We didn’t really know Dawn, but did we need to? The situation was unbelievably horrific, and Tig’s tortured cries during and after the event were difficult to get through. Pope invoked a kind of Hammurabi’s Law, and we came to feel just how much pain he probably felt at his own daughter’s death by Tig’s hand. Though Tig pulled the proverbial trigger, it was set off because of Clay, something that has already caused a riff between them. Tig blames Clay for what happened, at least in part, and one wonders what kind of insane retaliation he might engage in next … and whether Clay will feel the brunt of it.

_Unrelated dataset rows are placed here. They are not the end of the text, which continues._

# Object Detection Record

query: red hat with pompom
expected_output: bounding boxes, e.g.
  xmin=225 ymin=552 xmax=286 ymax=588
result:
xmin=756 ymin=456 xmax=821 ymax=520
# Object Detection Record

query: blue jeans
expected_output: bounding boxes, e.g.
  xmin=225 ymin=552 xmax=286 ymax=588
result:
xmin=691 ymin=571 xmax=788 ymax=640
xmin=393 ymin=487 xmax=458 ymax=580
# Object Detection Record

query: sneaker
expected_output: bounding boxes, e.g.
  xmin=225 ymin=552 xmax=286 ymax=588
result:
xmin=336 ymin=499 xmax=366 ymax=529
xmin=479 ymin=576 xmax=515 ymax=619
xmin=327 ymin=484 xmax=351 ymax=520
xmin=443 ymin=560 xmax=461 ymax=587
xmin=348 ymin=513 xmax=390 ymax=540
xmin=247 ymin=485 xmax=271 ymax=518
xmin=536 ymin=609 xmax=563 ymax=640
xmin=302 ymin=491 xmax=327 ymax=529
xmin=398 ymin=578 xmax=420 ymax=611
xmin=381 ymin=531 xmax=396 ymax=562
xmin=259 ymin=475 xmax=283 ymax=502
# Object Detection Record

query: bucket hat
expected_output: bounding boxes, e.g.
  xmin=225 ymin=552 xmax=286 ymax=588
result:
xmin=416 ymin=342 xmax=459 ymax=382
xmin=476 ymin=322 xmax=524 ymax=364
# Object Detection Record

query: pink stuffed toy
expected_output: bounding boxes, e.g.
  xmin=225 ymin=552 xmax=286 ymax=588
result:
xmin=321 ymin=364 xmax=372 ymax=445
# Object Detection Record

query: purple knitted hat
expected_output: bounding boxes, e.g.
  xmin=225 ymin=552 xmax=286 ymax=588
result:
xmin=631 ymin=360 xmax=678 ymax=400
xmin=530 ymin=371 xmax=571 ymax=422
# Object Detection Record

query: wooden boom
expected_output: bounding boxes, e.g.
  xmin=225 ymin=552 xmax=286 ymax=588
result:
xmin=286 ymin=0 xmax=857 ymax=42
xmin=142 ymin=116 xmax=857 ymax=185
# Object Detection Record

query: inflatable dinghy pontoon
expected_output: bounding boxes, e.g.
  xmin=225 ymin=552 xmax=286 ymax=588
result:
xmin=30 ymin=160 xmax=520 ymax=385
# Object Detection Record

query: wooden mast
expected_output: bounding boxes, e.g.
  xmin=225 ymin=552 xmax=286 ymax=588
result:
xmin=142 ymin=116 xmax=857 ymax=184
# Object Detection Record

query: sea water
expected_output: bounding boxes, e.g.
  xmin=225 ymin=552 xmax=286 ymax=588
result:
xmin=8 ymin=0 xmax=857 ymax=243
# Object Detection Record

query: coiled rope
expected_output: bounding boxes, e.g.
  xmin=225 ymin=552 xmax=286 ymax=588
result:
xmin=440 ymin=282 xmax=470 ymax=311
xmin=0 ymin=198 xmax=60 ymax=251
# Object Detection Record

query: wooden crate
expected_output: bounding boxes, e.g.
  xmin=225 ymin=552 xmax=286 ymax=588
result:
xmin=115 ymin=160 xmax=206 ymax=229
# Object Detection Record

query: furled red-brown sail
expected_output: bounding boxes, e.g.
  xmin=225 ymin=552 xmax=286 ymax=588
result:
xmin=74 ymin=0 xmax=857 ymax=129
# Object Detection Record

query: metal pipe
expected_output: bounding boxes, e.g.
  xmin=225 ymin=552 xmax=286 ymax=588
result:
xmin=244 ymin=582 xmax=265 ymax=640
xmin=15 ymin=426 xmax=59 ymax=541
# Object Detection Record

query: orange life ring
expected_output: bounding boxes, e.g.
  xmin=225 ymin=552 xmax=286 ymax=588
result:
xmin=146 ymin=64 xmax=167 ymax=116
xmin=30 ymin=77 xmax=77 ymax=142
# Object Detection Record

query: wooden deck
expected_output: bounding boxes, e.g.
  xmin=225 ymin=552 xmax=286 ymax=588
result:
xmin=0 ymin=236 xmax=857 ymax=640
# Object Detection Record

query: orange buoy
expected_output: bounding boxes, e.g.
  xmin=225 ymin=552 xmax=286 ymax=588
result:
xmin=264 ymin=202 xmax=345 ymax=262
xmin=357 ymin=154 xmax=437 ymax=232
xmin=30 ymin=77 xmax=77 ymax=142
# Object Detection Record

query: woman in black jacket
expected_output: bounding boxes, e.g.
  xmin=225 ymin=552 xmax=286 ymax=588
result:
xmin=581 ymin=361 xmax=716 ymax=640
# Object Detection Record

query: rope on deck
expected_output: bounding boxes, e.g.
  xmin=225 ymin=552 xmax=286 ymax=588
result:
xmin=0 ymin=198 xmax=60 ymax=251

So much happened in “Sovereign,” some of it I’ll address below in the Musings, but the main thrust seems to still revolve around Clay and Jax being at odds, and the club being on shaky ground because of recent revelations (Clay admitting to killing Piney, which Jax was wise to question his intentions on). Notice too how a nervous Juice tells Clay how coming clean is a great thing, and how he automatically supports him? Might Juice’s treachery come to light as well this season? That could be devastating to watch, too. I know we’re dealing with big biker boys, but some of them have very gentle hearts (and an amazing sense of humor). It’s something that elevates the show, but is difficult to reconcile with moments like Dawn’s death. The show is often darkly comic, but it would be a shame for it to get so dark it snuffs out the light.